EuGH, Beschl. 10.4.2018 - C-85/18 PPU
Internationale Zuständigkeit bei widerrechtlicher Kindesentführung
Autor: RiOLG Jörg Michael Dimmler, Stuttgart
Aus: Familien-Rechtsberater, Heft 10/2018
Aus: Familien-Rechtsberater, Heft 10/2018
Auch wenn das entführte Kind im Entführungsstaat einen neuen gewöhnlichen Aufenthalt erlangt hat, bleiben die Gerichte des ursprünglichen Mitgliedstaats für die Sorge- und Unterhaltsentscheidung international zuständig, sofern es keine Anhaltspunkte dafür gibt, dass der andere mitsorgeberechtigte Elternteil dem Verbringen des Kindes zugestimmt, bzw. er keinen Rückführungsantrag gestellt hat.

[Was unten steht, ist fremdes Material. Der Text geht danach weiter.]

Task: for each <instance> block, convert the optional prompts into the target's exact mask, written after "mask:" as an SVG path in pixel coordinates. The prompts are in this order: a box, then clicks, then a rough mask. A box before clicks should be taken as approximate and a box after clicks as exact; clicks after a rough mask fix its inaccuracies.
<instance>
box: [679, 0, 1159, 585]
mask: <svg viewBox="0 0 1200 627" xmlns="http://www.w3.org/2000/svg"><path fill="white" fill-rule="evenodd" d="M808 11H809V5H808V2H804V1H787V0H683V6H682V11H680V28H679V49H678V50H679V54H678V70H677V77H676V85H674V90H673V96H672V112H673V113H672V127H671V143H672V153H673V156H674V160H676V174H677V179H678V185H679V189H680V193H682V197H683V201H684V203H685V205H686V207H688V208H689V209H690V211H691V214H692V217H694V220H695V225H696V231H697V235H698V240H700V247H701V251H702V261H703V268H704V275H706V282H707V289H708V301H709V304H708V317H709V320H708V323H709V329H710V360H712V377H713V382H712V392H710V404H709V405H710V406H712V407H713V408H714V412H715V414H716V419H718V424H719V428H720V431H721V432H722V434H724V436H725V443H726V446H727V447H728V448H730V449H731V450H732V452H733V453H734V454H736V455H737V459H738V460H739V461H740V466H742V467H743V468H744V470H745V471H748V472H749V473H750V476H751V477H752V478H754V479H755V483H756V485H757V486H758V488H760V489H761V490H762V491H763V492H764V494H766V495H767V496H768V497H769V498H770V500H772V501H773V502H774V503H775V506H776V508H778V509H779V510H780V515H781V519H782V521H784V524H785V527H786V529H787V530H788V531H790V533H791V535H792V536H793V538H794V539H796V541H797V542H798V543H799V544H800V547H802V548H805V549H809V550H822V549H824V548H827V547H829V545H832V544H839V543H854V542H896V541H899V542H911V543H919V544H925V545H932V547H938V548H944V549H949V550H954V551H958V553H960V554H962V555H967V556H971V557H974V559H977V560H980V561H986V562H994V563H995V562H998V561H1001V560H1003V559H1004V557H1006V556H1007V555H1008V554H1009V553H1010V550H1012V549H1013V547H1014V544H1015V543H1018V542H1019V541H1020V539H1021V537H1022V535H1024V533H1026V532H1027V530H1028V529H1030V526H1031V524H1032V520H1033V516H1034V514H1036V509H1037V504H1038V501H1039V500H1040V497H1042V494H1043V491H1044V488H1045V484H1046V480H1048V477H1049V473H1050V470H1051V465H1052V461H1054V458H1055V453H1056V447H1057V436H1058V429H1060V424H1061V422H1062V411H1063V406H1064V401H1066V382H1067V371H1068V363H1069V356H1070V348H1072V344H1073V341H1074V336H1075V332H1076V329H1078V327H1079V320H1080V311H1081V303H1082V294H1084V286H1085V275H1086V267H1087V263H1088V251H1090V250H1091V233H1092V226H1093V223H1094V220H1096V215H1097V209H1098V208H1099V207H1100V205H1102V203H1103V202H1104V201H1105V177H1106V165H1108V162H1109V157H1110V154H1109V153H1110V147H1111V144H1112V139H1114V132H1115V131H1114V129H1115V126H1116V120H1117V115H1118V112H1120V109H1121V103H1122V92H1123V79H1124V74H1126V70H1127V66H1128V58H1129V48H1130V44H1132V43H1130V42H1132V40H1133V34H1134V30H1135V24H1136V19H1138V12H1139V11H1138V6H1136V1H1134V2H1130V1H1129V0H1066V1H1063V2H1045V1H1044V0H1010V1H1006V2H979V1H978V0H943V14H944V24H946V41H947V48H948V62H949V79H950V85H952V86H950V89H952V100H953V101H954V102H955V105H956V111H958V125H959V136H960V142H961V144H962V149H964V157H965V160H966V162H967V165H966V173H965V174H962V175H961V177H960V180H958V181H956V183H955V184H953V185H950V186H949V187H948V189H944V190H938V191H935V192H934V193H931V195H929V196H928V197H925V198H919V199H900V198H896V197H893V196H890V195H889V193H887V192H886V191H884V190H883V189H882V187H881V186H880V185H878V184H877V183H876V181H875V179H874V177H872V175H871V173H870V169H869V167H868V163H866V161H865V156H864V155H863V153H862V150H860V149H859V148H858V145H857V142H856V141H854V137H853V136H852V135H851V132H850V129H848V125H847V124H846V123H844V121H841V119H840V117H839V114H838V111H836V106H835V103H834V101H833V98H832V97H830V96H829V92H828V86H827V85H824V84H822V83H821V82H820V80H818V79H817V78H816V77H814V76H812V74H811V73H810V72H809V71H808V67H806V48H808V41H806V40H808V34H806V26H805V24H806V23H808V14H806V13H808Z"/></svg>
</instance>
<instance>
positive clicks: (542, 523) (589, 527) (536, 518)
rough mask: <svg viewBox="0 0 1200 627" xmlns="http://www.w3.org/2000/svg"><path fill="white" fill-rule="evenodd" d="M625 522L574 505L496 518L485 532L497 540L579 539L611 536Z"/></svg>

EuGH, Beschl. v. 10.4.2018 - C-85/18 PPU
HKÜ Art. 3; VO (EG) Nr. 2201/2003 Art. 8, Art. 10; VO (EG) Nr. 4/2009 Art. 3 lit. d
Unter Bezugnahme auf seine vormalige Rechtsprechung (EuGH v. 1.7.2010 – C-211/10 – Povse, FamRZ 2010, 1229 = FamRBint 2010, 83 [Niethammer-Jürgens/Helm]) stellt der EuGH fest, dass sich das rumänische Gericht nur im Fall des Vorliegens der besonderen, eng auszulegenden Voraussetzungen des Art. 10 VO (EG) Nr. 2201/2003 für zuständig erklären dürfe, sofern das Kind in Rumänien bereits einen gewöhnlichen Aufenthalt erlangt haben sollte. Nach dieser Vorschrift sind die Gerichte des ursprünglichen Mitgliedstaats, aus dessen Hoheitsgebiet das Kind widerrechtlich entführt worden ist, nur dann nicht mehr zuständig, wenn alle maßgeblich sorgeberechtigten Personen oder Behörden entweder einem Verbringen oder Zurückhalten zugestimmt haben oder aber bei mindestens einjährigem Aufenthalt und dessen (möglicher) Kenntnis bei Einleben des Kindes einer der Bedingungen der Unterziffern i–iv des Buchstaben b, insbesondere fehlender Rückgabeantrag bzw. Zurückweisung des Antrags, erfüllt sind. Daher sind weiterhin portugiesische Gerichte, auch – unter Bezugnahme auf die Entscheidung vom 12.11.2014 (EuGH v. 12.11.2014 – C-656/13, FamRZ 2015, 205 Rz. 35 = FamRBint 2015, 96) – für die unterhaltsrechtlichen Fragen als Nebensache i.S.v. Art. 3 lit. d VO (EG) Nr. 4/2009, zuständig, nachdem die Mutter dem widerrechtlichen Verbringen nicht zugestimmt und auch eine spätere Genehmigung infolge des vor Ablauf eines Jahres seit dem widerrechtlichen Verbringen in Rumänien gestellten Rückführungsantrags nicht vorgelegen hatte und schließlich portugiesische Gerichte auch keine Sorgerechtsentscheidung erlassen haben, in der die Rückgabe des Kindes nicht angeordnet worden ist.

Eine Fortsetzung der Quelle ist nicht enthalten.